MORE 1001 MOVIES FROM THE 30's
(Post 13 of 20)
Miriam Hopkins and George Marshall are the
charming thieves in Trouble in Paradise
Peter Bogdanovich referred to Ernst Lubitsch's Trouble in Paradise as a "real treasure" and a for years forgotten gem from the Lubitsch film cannon. This film is a succinct, witty and thoroughly enjoyable romantic comedy that wasn't shown for many years (according to Bogdanovich) after the Hays code was implemented because it actually showed thieves in a positive light and let the leading man go from woman to woman, etc...Anyway...It is a delightful romp and certainly worth 83 minutes of your time...or 166 if you want to see it twice...#math. Screenplay by Lubitsch regular Samson Rapahelson. Starring George Marshall with Miriam Hopkins and Kay Francis as the women in his life. Edward Everett Horton and Charlie Ruggles play hapless suitors. C. Aubrey Smith also has an important supporting role as a shady board member of Francis's company.
Horton and Ruggles play the amusing but unsuccessful
suitors of Kay Francis in Trouble in Paradise
Charles Ruggles spent a long career as a supporting player in Hollywood, almost always playing someone articulate and proper, but often befuddled in the long run as in Trouble in Paradise. Other major films for Ruggles include: Ruggles of Red Gap (where he interestingly doesn't play Ruggles) and Bringing Up Baby.
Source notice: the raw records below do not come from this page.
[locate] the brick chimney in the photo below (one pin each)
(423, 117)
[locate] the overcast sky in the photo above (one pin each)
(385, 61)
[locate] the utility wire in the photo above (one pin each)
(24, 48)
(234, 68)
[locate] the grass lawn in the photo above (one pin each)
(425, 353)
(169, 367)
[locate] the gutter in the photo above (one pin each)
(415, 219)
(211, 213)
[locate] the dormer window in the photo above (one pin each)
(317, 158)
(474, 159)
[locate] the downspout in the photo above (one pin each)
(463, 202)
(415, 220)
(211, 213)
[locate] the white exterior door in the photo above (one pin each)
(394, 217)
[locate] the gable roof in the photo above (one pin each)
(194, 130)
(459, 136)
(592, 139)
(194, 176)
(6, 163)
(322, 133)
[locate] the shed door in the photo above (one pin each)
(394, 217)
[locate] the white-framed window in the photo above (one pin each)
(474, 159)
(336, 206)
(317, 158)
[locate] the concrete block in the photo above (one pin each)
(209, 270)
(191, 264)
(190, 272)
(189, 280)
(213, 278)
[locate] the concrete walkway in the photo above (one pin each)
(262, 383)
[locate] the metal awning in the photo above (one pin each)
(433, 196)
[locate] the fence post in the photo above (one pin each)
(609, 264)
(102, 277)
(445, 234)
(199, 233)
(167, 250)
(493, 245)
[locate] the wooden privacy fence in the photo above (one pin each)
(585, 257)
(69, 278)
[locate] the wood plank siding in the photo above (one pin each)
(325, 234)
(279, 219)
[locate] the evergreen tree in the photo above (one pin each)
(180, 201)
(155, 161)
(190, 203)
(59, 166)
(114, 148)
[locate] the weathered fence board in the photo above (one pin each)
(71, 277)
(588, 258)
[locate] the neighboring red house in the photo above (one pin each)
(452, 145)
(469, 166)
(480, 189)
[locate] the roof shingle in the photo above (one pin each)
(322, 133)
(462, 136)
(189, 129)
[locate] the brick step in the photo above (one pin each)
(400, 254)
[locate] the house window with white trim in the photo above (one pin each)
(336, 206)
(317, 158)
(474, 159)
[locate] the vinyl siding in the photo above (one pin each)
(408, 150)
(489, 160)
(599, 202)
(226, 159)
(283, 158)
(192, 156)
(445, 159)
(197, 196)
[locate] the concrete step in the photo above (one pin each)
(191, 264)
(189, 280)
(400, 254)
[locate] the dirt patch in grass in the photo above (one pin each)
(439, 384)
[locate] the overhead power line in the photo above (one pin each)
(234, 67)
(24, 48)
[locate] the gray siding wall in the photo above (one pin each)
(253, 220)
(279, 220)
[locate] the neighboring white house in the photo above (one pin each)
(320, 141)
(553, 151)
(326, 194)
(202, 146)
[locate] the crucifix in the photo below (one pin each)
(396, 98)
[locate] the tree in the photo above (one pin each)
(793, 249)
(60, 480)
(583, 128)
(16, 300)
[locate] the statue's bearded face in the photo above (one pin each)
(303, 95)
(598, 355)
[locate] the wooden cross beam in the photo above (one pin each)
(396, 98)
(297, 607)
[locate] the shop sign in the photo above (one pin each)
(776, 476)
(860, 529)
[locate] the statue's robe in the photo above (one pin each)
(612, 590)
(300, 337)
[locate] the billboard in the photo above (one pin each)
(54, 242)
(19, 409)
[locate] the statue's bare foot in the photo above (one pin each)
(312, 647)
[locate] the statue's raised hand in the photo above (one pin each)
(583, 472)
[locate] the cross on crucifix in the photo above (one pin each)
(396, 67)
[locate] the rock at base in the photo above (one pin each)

One only has to look at the names of his characters to see the type of role he usually played: Viscount Gilbert de Varèze (Love Me Tonight), J. Elliot Dinwiddy and Lowell Eddings Farquar, his character from later appearances on The Beverly Hillbillies.
He also played one of Aunt Bee's suitors in a later episode of The Andy Griffith Show.
Charlie Ruggles romances Aunt Bee (Frances Bavier) in
an episode of The Andy Griffith Show.
In fact...Aunt Bee was romanced by many other character actors during the course of that show...Will Geer, Denver Pyle, Edgar Buchanan, Woody Chambliss,Wallace Ford, Ian Wolfe...but I digress.
Everything seems so effortlessly executed. True sleight of hand!